For ALL new content, apply humanization-rules.md constraints:

Sentence variation (fragments + long), contractions, parenthetical asides
Entity grounding (specific versions, dates, names from research)
Voice matching if profile available — match the existing article's voice, not your default
No throat-clearing (G12), BLUF per section (G9), max 300 words/section (G6)
Stats and volatile practical facts must remain traceable to the fact sheet (G11)
Do not build paragraph rhythm around repeated source lead-ins such as Według X (2025)
Use a hard source-name budget: the same full institution/source name should appear no more than once per section and no more than 3 times in the whole article body, excluding a compact ## Źródła section
Use (odczyt: miesiąc rok) only for volatile practical facts, not for stable historical description
Do not append a process-heavy research appendix such as Źródła wykorzystane przy aktualizacji
End public articles with a compact ## Źródła section unless the host project explicitly forbids visible sources
In ## Źródła, keep 3-6 grouped bullets max: source title + link only
Group repeated institutions into one bullet whenever possible, e.g. - **APSARA National Authority:** [Temple page](...), [Restoration update](...)
Do not add filler closers like ## Na koniec if they only restate the article
Prefer practical expansion blocks (specific H2s, lists, route notes, local comparisons, FAQ at the end) over replacing the opening with smoother narrative prose
For practical/service-intent articles, add or preserve a short ## W skrócie block immediately after the italic lead and before the first image or H2. Keep 3-5 bullets max.

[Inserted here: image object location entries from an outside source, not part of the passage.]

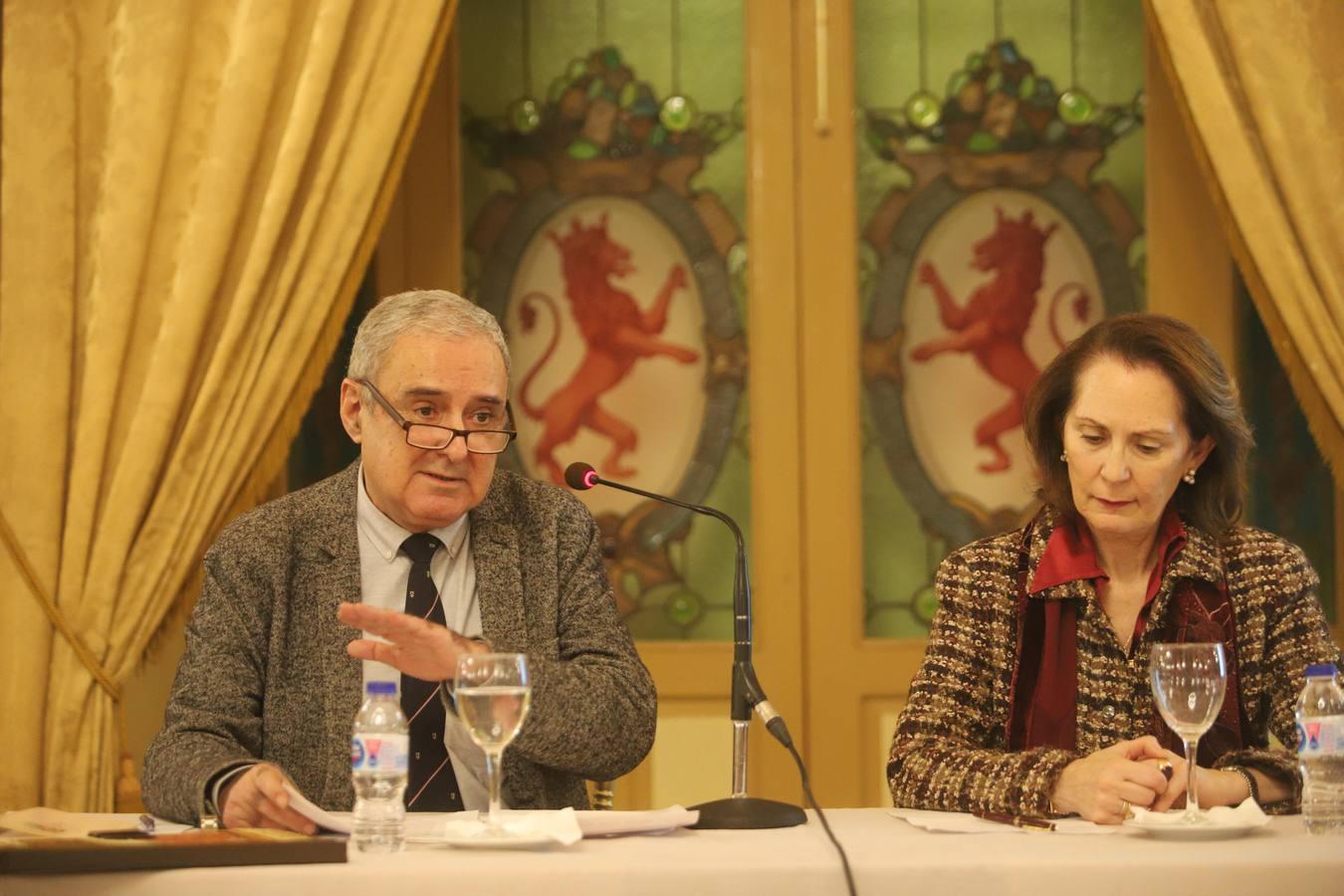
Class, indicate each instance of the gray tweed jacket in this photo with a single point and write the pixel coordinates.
(265, 673)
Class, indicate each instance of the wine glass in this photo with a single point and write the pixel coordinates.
(1189, 684)
(492, 693)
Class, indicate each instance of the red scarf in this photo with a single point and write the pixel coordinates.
(1043, 706)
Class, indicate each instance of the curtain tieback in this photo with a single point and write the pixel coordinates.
(54, 614)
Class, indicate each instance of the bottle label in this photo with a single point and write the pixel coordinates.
(379, 753)
(1320, 737)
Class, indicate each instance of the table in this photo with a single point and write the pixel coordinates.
(887, 856)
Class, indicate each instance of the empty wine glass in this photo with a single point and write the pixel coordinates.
(492, 693)
(1189, 684)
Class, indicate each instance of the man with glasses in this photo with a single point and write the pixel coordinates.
(391, 569)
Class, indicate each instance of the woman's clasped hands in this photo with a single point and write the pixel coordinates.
(1101, 787)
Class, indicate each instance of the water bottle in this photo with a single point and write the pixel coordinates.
(1320, 750)
(379, 760)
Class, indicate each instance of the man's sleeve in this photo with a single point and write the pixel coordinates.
(594, 708)
(212, 722)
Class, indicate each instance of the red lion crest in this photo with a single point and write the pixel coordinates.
(992, 326)
(615, 335)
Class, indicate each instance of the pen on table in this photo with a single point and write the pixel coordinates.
(1025, 822)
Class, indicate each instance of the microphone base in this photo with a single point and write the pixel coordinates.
(741, 813)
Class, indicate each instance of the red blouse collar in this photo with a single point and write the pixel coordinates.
(1071, 555)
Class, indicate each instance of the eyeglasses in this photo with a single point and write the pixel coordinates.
(434, 438)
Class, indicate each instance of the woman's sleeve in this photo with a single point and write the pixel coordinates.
(1296, 634)
(948, 751)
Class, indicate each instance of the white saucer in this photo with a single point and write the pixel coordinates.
(1224, 829)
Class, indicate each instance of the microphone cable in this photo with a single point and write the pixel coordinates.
(782, 733)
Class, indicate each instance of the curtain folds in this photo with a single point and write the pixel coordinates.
(190, 193)
(1258, 82)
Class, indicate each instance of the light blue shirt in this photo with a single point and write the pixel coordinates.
(382, 576)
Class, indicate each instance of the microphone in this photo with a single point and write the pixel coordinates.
(738, 810)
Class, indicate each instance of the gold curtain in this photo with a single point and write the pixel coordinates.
(1259, 88)
(190, 193)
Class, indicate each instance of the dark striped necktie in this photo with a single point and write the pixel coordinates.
(433, 786)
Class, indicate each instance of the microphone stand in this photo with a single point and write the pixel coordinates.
(738, 810)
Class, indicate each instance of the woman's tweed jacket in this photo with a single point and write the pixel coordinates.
(265, 673)
(949, 747)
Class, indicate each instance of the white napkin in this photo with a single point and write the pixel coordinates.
(560, 825)
(960, 822)
(1246, 815)
(618, 823)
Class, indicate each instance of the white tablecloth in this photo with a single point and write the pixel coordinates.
(887, 856)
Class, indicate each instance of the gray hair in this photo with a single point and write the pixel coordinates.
(421, 311)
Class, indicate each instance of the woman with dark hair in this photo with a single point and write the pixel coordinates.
(1033, 696)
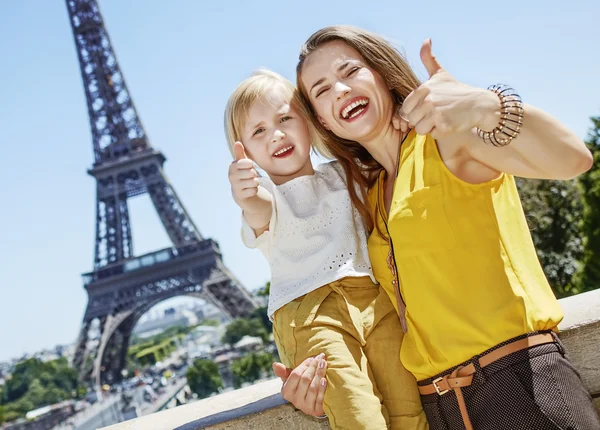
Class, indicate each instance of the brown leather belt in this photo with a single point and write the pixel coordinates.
(463, 376)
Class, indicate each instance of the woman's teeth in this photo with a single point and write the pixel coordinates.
(352, 106)
(282, 151)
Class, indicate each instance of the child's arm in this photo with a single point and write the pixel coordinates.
(255, 201)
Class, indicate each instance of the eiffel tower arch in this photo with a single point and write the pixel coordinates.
(122, 285)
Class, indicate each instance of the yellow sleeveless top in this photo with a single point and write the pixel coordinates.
(469, 274)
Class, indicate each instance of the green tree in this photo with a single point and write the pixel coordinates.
(264, 291)
(589, 276)
(554, 210)
(204, 378)
(251, 367)
(34, 383)
(241, 327)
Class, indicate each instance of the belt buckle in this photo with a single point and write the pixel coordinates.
(437, 388)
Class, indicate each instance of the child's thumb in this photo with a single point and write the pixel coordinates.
(238, 151)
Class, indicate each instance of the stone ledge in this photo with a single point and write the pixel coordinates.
(261, 406)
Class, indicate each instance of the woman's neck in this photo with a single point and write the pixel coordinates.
(385, 147)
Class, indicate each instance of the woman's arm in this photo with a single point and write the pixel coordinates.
(544, 149)
(450, 111)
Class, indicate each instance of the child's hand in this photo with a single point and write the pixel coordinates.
(242, 176)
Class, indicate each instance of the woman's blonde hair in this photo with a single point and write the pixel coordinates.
(256, 88)
(360, 167)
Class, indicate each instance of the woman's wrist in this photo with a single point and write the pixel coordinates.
(490, 108)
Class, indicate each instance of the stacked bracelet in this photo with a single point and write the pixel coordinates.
(511, 117)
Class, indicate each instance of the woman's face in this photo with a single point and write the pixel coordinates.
(350, 99)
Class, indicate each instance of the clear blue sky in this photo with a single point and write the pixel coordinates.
(181, 60)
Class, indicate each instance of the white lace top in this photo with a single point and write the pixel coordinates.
(315, 235)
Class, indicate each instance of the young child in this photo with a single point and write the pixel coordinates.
(323, 296)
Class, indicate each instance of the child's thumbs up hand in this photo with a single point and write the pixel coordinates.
(242, 176)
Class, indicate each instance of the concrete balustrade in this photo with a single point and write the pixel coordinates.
(261, 406)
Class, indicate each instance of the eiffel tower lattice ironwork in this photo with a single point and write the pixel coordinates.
(122, 286)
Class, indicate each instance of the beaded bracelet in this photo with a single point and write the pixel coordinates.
(511, 117)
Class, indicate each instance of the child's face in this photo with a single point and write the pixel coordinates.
(276, 138)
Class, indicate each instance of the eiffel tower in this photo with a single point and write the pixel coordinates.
(123, 286)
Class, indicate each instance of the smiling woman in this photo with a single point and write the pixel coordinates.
(449, 242)
(322, 295)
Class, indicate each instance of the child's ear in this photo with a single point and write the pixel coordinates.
(322, 121)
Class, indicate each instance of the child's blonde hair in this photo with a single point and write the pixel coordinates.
(251, 90)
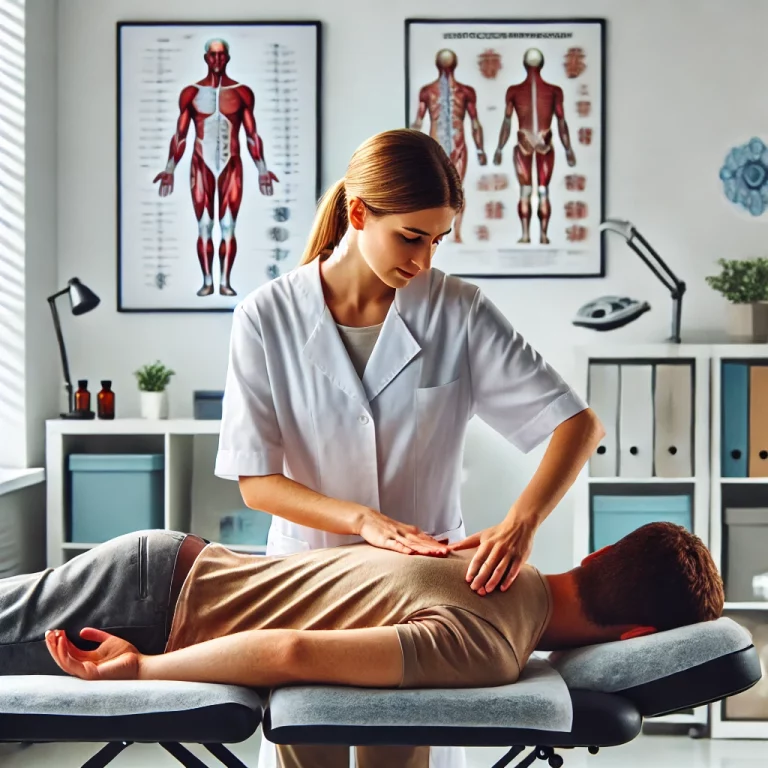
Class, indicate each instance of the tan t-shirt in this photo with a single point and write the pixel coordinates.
(449, 635)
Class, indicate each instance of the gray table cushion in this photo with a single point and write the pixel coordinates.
(615, 667)
(59, 695)
(539, 700)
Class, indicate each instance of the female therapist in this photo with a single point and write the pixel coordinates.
(351, 380)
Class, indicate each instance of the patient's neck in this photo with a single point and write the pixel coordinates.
(568, 627)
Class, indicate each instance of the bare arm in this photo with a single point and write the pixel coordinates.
(253, 140)
(506, 126)
(281, 496)
(503, 548)
(569, 448)
(477, 129)
(271, 657)
(422, 110)
(255, 144)
(178, 141)
(562, 127)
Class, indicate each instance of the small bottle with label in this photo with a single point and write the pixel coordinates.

Use these exact output shapes when applicable:

## W skrócie
- [Najważniejsza decyzja / odpowiedź]
- [Najważniejszy wymóg / koszt / limit]
- [Najważniejsza opcja / wyjątek]
- [Najważniejszy warunek praktyczny]

## Źródła
- **[Instytucja / grupa źródeł]:** [Tytuł 1](...), [Tytuł 2](...)
- **[Instytucja / grupa źródeł]:** [Tytuł 3](...)
- **[Instytucja / grupa źródeł]:** [Tytuł 4](...)

2.3 Internal Links

Insert 2-5 contextual internal links from Phase 0 candidates. Validate each via Glob. Unverified → [UNVERIFIED LINK], not auto-inserted.

2.4 SEO + Schema

Read domain-profile-registry.md for niche-appropriate schema:

Detect existing @type. If specific (Recipe, HowTo, Event) → preserve and merge. If BlogPosting only → upgrade per niche.
FAQ: if article now has Q&A content + niche allows FAQ → add FAQPage schema.
Inspect the local content schema/config before mutating frontmatter. Treat the schema as the source of truth for allowed fields.
OG tags: write og:title, og:description, og:type, og:image only if those fields are clearly accepted by the local schema. If not, inherit layout-level OG behavior and record OG: inherited-from-layout.
dateModified / modifiedDate / updatedDate: Find the exact modification-date field already accepted by the collection schema (common names: modifiedDate, updatedDate, dateModified, lastmod, updated) and update that field. If no such field exists and schema support is unclear, do not invent modifiedDate; leave frontmatter unchanged and record Date field: unchanged (schema-blocked). Never touch publishDate / date / publishedDate — that's the original publication date.
Meta title/description: only update if currently MISSING. Never rewrite existing meta that the author wrote.

2.5 Anti-slop Review

Run anti-slop check on expanded content (same as write-article Phase 4):

Hard/soft banned vocabulary per banned-vocabulary/core.md + active language file + --tone
G12 anti-patterns (throat-clearing, superlatives, keyword density)
BLUF compliance (G9), chunkability (G6), citation compliance (G11)
Dispatch anti-slop-reviewer agent (read ../../skills/write-article/agents/anti-slop-reviewer.md) for all articles regardless of length.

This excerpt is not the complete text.